Ireland should have been awarded a penalty try against Italy on Sunday in the Rugby World Cup pool match. We had a situation in South Africa where the right decision was made in the wrong way; on Sunday we had the wrong decision made in the right way. We saw at the weekend how a black-and-white edict from the IRB to referees can come back to bite you on the backside.
Ireland should have been awarded a penalty try against Italy in the final pool match on Sunday night. That was as plain as day.
Ireland wing Tommy Bowe had toed the ball through and was clearly winning the race to the ball until an Italian cover defender impeded him.
Referee Jonathan Kaplan did not have a clear view and rather than consult his on-field assistants Chris Pollock and Bryce Lawrence - who should have flagged it if they had clearly seen it - he threw the decision upstairs.
This was when things got tricky.
If you remember the All Blacks' Tri-Nations loss in Port Elizabeth, Jimmy Cowan was denied a try by video referee Johan Meeuswesen, who advised referee George Clancy that Israel Dagg's final pass had been forward. Although no one disputed that the pass was forward, Meeuswesen and Clancy were criticised for going beyond their remit.

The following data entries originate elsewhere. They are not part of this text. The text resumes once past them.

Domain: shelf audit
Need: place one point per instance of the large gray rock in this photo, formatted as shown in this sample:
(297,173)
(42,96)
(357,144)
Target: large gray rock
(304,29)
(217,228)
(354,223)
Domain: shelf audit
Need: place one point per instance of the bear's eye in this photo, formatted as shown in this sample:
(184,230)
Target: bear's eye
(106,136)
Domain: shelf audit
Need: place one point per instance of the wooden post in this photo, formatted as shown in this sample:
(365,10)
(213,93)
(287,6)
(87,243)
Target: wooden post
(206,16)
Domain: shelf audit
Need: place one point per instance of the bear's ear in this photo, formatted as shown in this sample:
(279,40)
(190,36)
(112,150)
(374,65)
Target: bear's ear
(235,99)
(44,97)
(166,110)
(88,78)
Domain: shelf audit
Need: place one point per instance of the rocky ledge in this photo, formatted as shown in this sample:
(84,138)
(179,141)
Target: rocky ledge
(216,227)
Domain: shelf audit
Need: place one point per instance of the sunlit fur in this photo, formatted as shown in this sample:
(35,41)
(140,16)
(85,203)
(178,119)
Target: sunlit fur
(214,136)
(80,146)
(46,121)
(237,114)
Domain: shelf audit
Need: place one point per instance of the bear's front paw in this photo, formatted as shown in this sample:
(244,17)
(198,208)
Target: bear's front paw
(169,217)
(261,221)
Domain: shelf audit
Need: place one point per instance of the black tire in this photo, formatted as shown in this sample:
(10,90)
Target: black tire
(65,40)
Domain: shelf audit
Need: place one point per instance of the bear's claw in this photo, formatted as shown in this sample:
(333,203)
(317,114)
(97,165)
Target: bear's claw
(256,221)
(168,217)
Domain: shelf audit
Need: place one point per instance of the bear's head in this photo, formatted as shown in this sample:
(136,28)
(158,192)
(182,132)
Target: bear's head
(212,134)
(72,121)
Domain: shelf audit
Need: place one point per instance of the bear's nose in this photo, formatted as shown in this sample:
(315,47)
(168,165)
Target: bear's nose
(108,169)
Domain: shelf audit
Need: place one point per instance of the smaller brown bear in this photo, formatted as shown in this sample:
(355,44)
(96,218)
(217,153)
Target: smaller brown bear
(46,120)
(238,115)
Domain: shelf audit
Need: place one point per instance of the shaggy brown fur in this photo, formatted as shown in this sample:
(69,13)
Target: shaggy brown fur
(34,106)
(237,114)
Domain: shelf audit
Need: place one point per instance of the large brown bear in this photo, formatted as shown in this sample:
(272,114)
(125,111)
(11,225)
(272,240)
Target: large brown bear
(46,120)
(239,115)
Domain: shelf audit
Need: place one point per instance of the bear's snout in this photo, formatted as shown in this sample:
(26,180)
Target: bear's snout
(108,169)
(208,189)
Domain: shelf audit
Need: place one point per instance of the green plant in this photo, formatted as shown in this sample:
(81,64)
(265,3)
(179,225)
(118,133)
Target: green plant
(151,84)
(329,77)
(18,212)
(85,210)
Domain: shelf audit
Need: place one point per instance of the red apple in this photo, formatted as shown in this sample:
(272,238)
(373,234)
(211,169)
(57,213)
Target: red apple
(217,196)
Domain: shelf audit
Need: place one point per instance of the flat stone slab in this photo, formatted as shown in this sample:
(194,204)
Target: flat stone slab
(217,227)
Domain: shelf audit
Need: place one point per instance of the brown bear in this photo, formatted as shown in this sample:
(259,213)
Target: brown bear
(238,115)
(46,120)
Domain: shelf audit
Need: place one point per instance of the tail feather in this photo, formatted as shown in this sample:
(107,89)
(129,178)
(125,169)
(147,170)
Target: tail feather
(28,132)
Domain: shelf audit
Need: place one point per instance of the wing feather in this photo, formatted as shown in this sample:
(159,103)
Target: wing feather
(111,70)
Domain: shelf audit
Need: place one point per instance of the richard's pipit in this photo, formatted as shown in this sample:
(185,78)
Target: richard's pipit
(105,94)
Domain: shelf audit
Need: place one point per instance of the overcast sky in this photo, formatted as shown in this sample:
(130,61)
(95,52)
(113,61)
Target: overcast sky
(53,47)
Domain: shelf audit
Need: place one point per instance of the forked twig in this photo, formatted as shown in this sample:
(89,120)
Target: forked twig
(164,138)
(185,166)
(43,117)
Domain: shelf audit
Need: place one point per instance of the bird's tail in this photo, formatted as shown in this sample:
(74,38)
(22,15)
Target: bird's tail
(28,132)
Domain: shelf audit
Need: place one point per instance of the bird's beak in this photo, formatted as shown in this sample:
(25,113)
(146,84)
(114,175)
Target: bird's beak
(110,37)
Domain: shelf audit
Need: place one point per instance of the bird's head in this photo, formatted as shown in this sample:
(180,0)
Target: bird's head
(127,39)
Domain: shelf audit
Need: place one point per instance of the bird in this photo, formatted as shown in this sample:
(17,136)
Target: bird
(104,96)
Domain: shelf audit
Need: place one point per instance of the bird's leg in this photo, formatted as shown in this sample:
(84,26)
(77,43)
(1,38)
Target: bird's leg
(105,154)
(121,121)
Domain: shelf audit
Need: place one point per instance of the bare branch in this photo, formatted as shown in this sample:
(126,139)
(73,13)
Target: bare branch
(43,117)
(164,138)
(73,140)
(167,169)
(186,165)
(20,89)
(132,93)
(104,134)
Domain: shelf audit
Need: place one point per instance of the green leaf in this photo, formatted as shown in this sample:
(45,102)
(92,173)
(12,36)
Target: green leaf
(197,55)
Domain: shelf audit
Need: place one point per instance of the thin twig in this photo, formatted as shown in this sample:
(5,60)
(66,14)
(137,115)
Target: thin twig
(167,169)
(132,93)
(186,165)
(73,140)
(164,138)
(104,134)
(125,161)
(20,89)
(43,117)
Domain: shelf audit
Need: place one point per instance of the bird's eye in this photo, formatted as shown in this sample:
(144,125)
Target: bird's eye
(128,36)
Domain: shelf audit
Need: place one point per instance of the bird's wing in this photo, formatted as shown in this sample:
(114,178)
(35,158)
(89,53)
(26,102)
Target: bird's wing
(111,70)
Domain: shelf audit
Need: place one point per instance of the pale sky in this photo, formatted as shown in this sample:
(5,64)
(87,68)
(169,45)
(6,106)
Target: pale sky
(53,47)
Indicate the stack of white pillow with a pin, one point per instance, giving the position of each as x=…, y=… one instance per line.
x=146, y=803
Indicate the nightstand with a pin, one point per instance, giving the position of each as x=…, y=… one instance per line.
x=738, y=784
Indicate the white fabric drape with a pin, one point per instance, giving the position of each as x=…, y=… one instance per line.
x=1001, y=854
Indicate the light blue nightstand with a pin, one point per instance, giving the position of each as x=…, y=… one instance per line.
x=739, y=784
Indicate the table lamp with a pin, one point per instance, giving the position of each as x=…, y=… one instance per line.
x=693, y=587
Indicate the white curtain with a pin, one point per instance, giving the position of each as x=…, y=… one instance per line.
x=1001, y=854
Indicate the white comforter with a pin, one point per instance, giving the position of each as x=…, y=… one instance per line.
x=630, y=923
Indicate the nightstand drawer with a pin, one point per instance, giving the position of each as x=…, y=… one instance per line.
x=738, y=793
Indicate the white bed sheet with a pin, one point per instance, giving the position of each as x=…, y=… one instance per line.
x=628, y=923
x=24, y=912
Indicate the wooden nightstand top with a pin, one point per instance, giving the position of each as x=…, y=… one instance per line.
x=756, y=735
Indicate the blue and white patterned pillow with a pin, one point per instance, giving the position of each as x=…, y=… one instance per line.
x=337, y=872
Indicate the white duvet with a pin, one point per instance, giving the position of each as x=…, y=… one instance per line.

The IRB made it clear there were protocols surrounding TMO try decisions and they were to be enforced during the World Cup.
So on Sunday we had Shaun Veldsman, who was originally scheduled to be TMO in that Port Elizabeth test, sitting in the booth acutely aware of what he was and was not allowed to rule on. As the actual offence took place in the field of play, not the in-goal area, he had no choice but to rule as he did.
In defiance of common sense, we had a situation in South Africa where the right decision was made in the wrong way; on Sunday we had the wrong decision made in the right way.
Luckily that game was already in the bag for Ireland, so it didn't create much of a stir, unlike Nigel Owens' decision to award a red card against Paul Williams in Samoa's match against South Africa. I realise his assistant recommended a red card, but referees still need to stay on top of situations as they develop.
Stuart Terheege painted him into a corner by using the word "striking", an ambiguous term. Unfortunately the assistants are appointed by the IRB with instruction to get stuck into any foul play, so it's almost like they're waiting for that sort of opportunity.
Ironically, the person who might have suffered most from the decision was John Smit, who was yellow carded shortly afterwards.
Owens would not have been thinking "square-up" but he would have sensed from the crowd and Samoans' reaction that the red might not have been warranted, and subconsciously it would have made his decision to card Smit a bit easier.
So the blowtorch went on a bit in the final weekend of pool play and the scrutiny will only get more intense.
Paddy O'Brien, I believe, will now turn to his best "game managers", rather than the officials who give the most technical penalties.
Every decision, big or small, will be put under the microscope.
During most of the pool games the scores were one-sided enough for little mistakes not to carry much weight. With eight fairly evenly matched teams left, there will no longer be that luxury.
Kelvin Deaker is a former international referee.